Involution occurs during gastrulation of the frog embryo. Cells in the marginal zone undergo apical constriction of the cytoskeletal network which causes them to elongate. This in turn draws the sheet in causing it to involute.

Question 55

What is cavitation?

Answer 55

The formation of a hollow ball or tube - this is an alternative to invagination.

Question 56

How does cavitation occur?

Answer 56

Fluid filling or apoptosis of cells in a solid mass.

Question 57

Give an example of cavitation.

Answer 57

Blastocyst formation. Sodium ions are actively pumped across the basolateral surface of the outer layer of the trophectoderm cells. Blastocoel compartment then inflates as water moves in through osmosis. Water is prevented from escaping by the presence of tight junctions in the apical regions of the cells. This creates a hydrostatis pressure that is one of the forces that gives the blastocyst its spherical shape.

Question 58

What is EMT?

Answer 58

Epithelial-to-mesenchymal transition. It is the conversion of an epithelium into a more loosely connected mass of mesenchyme or into individual mesenchymal cells that can migrate - this is frequent in early development.

Question 59

What occurs in EMT?

Answer 59

There is dissolution of adherens junction between epithelial cells, migration of cells out of an epithelium.

Question 60

What is MET?

Answer 60

Mesenchymal-to-epithelial transition. It results in the polarisation of motile cells, it establishes cell-cell contacts through formation of adherens juncrtions and creates an organised epithelium.

Question 61

What is convergent extension?

Answer 61

When a sheet of cells changes shape due to active rearrangement of cells.
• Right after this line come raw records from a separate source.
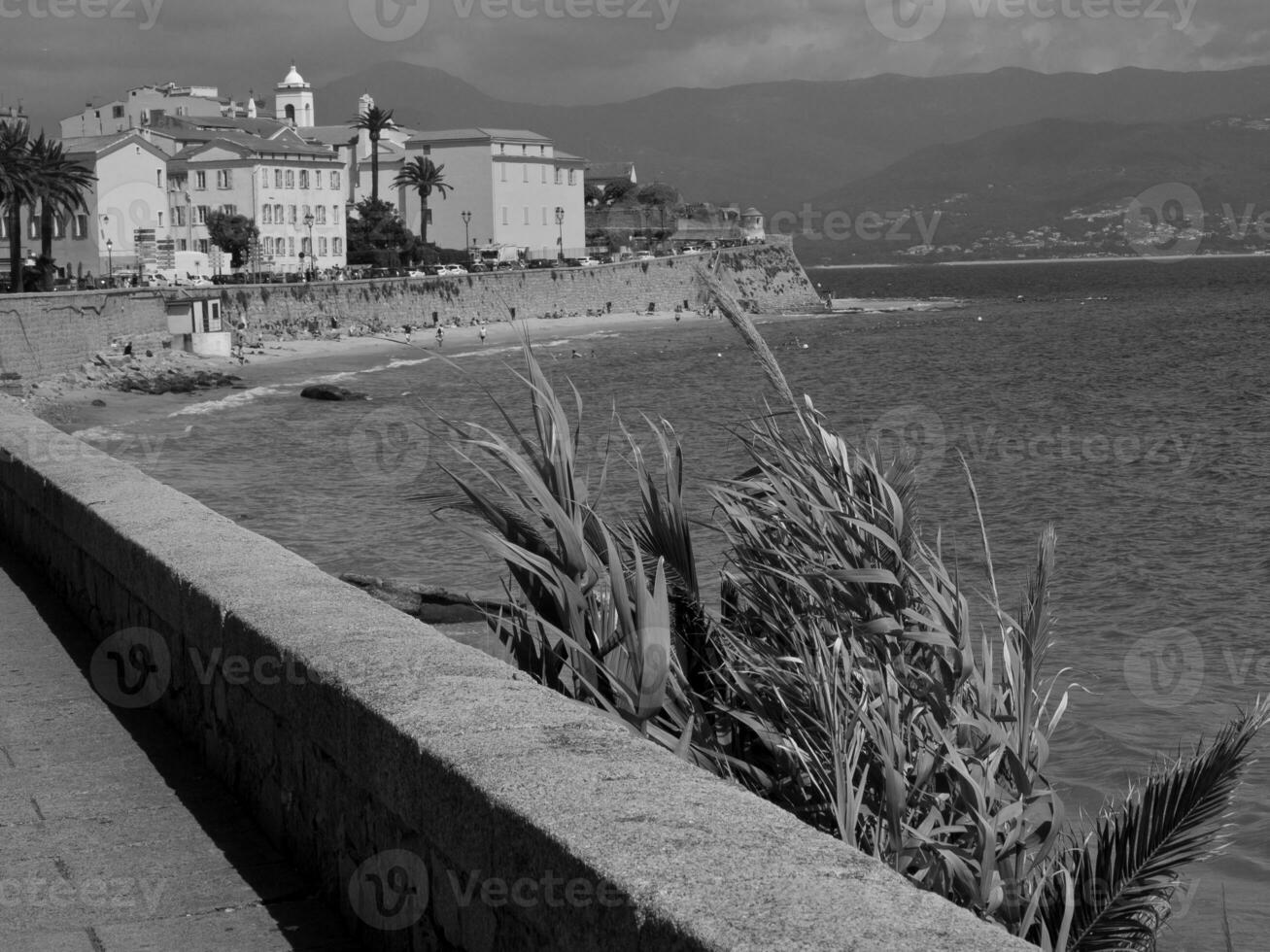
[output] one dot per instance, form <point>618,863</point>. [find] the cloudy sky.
<point>56,54</point>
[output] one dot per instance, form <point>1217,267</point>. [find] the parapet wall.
<point>441,799</point>
<point>42,335</point>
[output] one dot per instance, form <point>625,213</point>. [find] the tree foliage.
<point>232,234</point>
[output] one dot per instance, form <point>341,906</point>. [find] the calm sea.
<point>1125,402</point>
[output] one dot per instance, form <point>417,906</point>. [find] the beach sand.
<point>69,402</point>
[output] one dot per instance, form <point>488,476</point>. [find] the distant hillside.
<point>1058,187</point>
<point>777,145</point>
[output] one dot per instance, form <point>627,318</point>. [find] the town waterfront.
<point>1125,402</point>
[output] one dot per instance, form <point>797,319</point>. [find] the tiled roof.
<point>476,133</point>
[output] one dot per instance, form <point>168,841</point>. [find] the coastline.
<point>69,405</point>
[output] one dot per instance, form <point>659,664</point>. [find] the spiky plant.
<point>840,674</point>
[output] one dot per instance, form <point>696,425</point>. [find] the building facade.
<point>292,189</point>
<point>126,210</point>
<point>511,182</point>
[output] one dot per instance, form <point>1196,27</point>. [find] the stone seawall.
<point>42,335</point>
<point>443,801</point>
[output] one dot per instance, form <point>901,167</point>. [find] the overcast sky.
<point>57,53</point>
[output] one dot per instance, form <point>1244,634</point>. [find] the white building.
<point>291,188</point>
<point>293,100</point>
<point>509,181</point>
<point>126,208</point>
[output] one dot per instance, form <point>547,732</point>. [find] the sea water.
<point>1128,404</point>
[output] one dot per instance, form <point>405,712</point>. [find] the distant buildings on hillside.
<point>166,156</point>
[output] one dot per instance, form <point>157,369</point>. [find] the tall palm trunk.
<point>46,245</point>
<point>16,248</point>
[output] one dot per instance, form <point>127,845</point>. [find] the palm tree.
<point>16,189</point>
<point>423,177</point>
<point>60,185</point>
<point>375,120</point>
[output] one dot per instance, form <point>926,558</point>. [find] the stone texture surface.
<point>116,836</point>
<point>441,799</point>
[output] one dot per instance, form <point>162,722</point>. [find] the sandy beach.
<point>73,402</point>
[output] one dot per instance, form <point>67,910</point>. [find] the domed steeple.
<point>293,102</point>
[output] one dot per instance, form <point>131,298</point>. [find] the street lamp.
<point>313,255</point>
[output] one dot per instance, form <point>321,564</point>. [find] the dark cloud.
<point>536,51</point>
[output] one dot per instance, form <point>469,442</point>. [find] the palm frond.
<point>1129,866</point>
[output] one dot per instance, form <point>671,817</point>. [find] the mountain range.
<point>1008,152</point>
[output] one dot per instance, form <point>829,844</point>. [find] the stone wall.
<point>442,801</point>
<point>42,335</point>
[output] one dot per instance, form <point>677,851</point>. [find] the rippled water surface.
<point>1124,402</point>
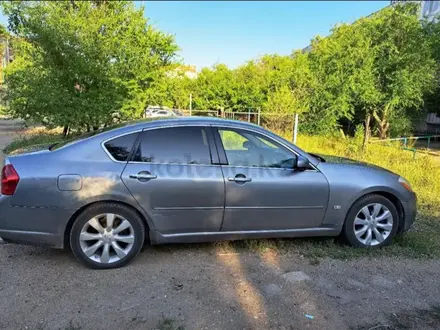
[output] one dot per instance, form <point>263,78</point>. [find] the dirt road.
<point>209,287</point>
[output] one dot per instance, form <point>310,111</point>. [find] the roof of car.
<point>144,123</point>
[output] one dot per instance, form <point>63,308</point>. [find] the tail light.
<point>10,180</point>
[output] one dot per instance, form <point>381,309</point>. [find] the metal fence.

The axes must already be defined. Cells become elongated in direction of right angles to the anterior-posterior direction. THey also become aligned parallel to one another in a direction perpendicular to the direction of tissue extension. Each end of these bipolar cells form filopodia, allowing them to exert traction of the neighbouring cells and on the underlying substratum and to shuffle in between each other.

Question 62

What is epiboly?

Answer 62

Expansion of a sheet of cells to surround and enclose another population. Cells spread and think out, and involves several changes that include cell divison, alternation in cell shape and intercalation of cells.